Teiresias is a well known figure in Greek mythology and often appears in stories set in Thebes. As a prophet of Apollo, Teiresias has the power of prophecy and access to divine knowledge. The chorus informs Creon that they have never known Teiresias to be wrong before. Teiresias’s presence signals to the audience that the gods are indeed angry with Creon. Teiresias ultimately reinforces Antigone’s belief that the gods’ laws should be upheld over man’s laws.
Polynices and Eteocles
Polynices and Eteocles are Antigone’s brothers. Though their story takes place prior to the events of Antigone, it animates the central conflict of the play. After Oedipus’s death, his sons, Polynices and Eteocles, became the joint rulers of Thebes, agreeing to take year-long turns as ruler. However, Eteocles refused to step down after his first year in power, leading to a civil war between the brothers.

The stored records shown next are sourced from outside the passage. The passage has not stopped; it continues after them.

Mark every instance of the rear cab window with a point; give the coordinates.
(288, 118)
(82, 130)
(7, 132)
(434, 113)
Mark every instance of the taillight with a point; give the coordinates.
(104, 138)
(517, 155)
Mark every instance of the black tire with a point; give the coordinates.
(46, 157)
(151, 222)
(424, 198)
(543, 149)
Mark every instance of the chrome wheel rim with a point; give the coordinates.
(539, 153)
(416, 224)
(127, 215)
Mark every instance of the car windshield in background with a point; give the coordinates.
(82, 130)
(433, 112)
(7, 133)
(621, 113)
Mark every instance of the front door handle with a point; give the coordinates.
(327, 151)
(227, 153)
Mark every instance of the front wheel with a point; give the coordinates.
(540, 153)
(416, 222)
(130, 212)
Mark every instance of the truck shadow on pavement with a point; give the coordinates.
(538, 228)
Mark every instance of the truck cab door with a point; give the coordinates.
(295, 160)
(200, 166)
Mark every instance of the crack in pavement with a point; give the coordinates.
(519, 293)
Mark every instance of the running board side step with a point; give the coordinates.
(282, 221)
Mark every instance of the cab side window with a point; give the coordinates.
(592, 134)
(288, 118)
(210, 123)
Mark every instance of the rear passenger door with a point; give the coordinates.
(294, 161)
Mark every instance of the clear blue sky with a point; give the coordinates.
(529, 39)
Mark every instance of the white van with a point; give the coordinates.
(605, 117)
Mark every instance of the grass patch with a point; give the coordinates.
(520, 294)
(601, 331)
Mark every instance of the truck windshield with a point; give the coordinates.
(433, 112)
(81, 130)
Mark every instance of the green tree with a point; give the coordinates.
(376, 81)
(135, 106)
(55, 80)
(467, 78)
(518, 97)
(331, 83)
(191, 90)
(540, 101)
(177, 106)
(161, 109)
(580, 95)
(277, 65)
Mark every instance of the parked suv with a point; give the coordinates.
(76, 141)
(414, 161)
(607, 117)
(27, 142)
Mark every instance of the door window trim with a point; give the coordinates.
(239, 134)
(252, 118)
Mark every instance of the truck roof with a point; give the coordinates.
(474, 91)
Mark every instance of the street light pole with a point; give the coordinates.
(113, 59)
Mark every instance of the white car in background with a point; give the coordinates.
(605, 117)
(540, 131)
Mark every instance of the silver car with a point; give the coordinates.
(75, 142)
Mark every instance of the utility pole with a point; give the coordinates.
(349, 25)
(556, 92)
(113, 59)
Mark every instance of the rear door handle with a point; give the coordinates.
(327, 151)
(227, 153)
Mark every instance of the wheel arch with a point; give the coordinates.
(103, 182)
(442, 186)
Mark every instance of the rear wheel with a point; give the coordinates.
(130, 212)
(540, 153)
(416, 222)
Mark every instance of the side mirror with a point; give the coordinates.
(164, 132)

Polynices raised an army and attacked Thebes in an effort to win back his rightful title. Polynices and Eteocles ultimately killed one another in battle, allowing Creon, their uncle, to assume the kingship at the beginning of Antigone. Eteocles is given a hero’s burial, because the people of Thebes view him as their rightful king. The central conflict of Antigone surrounds Creon’s edict that Polynices is not to be given a proper burial, because he is viewed as a traitor. Antigone refuses to follow Creon’s orders and buries Polynices.
Eurydice is Creon’s wife and Haemon’s mother. After hearing of Haemon’s death, she takes her own life. She accuses Creon of being responsible for both Haemon’s death and her own. Eurydice’s suicide mirrors Jocasta’s suicide in Oedipus Rex, strengthening the connection between Creon and Oedipus. Both men defy the will of the gods and are punished with the loss of their loved ones.
The sentry is one of the guards responsible for keeping watch over Polynices’s body so that no one can bury him. After Antigone throws dust over Polynices’s body as part of a symbolic burial rite, the sentry reports the incident to Creon. However, since the sentry does not know who enacted the burial, Creon accuses him of being complicit and threatens to have him tortured and killed. In an effort to clear his own name, the sentry cleans the dust off of Polynices and accuses Antigone when she returns to rebury her brother.
The sentry’s presence in the story makes Creon seem tyrannical and paranoid. Rather than trusting that no one will bury Polynices on his decree alone, he posts guards to ensure that it won’t happen. The sentry’s comment that it is “sad when reasoners reason wrong” suggests that while Creon’s logical approach to leadership can be a virtue, it can also be a vice.
The messenger reports to the chorus what happened after Creon left to bury Polynices and free Antigone. He then repeats the story to Eurydice at her behest.